Cr₂O₇^2- (aq) ------------> Cr³⁺ (aq)

Step-2 : Balance all atoms except O and H. This can be done by multiplying Cr³⁺ (aq) by 2.

Cr₂O₇^2- (aq) ------------> 2Cr³⁺ (aq)

Now Cr atom is balnced.

Step -3: Now we need to balance O and H. Since we need to balance O and H in basic medium, we need to achieve this by adding H2O and OH^-.

For each excess O - atom, add 1 H2O molecule on the same side and 2 OH^- ions on the opposite side.

O + H2O ---------> 2OH^-

For each excess H- atom, add 1 OH^- ions on the same side and 1 H2O molecule on the opposite side.

H + OH^-   ---------> H2O

Since there are 7 excess O- atoms on the left side, we need to add 7H2O on left and 14OH- ions on right side.

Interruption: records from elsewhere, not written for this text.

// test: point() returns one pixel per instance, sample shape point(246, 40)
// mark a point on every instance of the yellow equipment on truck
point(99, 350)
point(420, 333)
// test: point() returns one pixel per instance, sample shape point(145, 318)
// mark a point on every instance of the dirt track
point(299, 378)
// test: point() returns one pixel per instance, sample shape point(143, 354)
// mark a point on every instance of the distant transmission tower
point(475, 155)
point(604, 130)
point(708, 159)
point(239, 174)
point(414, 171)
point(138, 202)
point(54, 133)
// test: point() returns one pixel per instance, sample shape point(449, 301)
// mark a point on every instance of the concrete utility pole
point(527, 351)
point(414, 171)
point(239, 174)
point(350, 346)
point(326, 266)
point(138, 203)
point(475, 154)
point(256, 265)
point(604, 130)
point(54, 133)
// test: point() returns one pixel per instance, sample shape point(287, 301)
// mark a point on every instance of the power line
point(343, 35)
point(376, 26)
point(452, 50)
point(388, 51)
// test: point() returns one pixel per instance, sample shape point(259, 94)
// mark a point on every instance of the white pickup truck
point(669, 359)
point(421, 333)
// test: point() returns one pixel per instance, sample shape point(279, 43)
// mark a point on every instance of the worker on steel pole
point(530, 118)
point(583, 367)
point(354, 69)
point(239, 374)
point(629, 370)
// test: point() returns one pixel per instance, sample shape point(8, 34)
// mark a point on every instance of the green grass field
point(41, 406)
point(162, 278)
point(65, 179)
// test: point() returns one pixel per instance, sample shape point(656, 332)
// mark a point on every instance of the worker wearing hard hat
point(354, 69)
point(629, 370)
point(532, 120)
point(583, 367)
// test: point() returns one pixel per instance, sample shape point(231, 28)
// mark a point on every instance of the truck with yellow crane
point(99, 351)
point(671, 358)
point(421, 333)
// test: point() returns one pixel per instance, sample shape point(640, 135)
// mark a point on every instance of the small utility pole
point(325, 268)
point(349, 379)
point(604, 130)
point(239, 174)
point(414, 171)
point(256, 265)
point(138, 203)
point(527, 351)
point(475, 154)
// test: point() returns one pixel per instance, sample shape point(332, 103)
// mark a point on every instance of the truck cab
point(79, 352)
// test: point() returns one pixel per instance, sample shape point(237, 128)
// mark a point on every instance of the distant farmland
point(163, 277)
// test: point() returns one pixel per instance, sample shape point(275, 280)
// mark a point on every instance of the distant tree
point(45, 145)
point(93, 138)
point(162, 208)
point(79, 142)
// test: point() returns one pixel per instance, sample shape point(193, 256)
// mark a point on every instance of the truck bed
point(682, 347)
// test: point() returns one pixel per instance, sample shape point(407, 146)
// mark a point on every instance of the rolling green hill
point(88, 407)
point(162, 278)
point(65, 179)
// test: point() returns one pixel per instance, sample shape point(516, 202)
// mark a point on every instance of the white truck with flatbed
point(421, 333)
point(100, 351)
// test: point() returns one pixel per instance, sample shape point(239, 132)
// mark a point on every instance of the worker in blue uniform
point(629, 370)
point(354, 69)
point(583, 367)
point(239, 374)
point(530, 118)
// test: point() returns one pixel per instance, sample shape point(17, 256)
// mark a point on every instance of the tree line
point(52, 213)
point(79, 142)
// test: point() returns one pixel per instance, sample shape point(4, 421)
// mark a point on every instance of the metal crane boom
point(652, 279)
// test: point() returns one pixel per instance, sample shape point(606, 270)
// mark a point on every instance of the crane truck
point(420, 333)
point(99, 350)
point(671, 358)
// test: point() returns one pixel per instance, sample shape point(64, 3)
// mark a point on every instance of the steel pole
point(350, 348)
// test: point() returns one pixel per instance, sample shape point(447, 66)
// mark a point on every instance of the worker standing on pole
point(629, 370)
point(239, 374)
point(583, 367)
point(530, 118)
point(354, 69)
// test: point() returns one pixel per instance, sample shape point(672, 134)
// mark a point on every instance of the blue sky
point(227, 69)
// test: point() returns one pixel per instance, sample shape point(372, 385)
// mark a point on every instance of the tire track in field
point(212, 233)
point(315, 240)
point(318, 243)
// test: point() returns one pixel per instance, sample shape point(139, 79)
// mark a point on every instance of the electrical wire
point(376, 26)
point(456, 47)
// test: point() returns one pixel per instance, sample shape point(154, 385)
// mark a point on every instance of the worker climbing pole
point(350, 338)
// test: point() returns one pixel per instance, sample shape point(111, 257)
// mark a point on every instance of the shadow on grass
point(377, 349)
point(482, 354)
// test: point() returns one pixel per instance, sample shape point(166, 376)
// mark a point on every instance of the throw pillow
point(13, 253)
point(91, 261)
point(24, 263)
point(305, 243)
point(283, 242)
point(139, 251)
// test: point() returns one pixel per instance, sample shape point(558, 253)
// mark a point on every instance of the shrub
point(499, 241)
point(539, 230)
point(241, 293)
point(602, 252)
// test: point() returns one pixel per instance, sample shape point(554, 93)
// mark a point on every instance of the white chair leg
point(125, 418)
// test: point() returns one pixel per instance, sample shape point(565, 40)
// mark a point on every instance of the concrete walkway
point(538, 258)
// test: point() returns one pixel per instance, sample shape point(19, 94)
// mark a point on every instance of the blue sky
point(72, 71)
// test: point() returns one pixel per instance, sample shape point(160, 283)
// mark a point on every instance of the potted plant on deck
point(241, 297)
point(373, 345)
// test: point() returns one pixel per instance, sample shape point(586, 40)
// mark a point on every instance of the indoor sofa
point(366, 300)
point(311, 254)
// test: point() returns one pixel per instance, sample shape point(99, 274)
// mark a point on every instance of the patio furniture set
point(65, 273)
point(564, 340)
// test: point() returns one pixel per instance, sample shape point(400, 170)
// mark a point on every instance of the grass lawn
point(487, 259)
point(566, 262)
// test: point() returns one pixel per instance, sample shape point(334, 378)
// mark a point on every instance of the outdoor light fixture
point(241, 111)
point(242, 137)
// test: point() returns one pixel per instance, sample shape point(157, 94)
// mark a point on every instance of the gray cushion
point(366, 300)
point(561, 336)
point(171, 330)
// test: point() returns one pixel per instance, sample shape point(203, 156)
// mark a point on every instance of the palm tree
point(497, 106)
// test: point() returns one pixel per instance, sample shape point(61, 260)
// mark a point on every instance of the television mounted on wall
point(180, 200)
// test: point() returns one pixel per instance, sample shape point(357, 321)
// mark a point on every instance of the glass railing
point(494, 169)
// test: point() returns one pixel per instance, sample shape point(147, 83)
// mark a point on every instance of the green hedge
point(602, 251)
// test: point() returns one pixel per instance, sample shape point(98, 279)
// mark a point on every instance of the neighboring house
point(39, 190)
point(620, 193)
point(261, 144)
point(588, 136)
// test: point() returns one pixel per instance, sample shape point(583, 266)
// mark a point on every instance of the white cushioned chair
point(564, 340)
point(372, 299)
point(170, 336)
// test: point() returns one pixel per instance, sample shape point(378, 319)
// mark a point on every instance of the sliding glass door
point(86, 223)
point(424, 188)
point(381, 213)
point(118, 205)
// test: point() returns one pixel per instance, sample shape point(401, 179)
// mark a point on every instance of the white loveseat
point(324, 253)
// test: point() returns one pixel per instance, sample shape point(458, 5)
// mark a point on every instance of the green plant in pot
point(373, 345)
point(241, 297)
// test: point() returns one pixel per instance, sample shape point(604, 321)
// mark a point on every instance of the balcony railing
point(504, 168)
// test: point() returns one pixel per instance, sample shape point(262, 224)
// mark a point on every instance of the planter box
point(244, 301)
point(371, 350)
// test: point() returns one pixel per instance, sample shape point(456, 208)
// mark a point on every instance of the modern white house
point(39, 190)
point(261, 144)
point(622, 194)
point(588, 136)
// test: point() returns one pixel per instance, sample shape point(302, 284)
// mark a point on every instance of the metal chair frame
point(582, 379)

Cr₂O₇^2- (aq) + 7 H2O ------------> 2Cr³⁺ (aq) + 14 OH^-

Step-4: Now we need to balance electron. On the left side, there are 2 unit negative charge and on the right side 8 unit negative charge. Hence we need to add 6 e- on left. Hence the final balanced half-cell reaction is

Cr₂O₇^2- (aq)  + 7 H2O + 6e- ------------> 2Cr³⁺ (aq) + 14 OH^-

Hence coefficient on water of the final balanced half-cell reaction is 7. Hence C is the correct answer.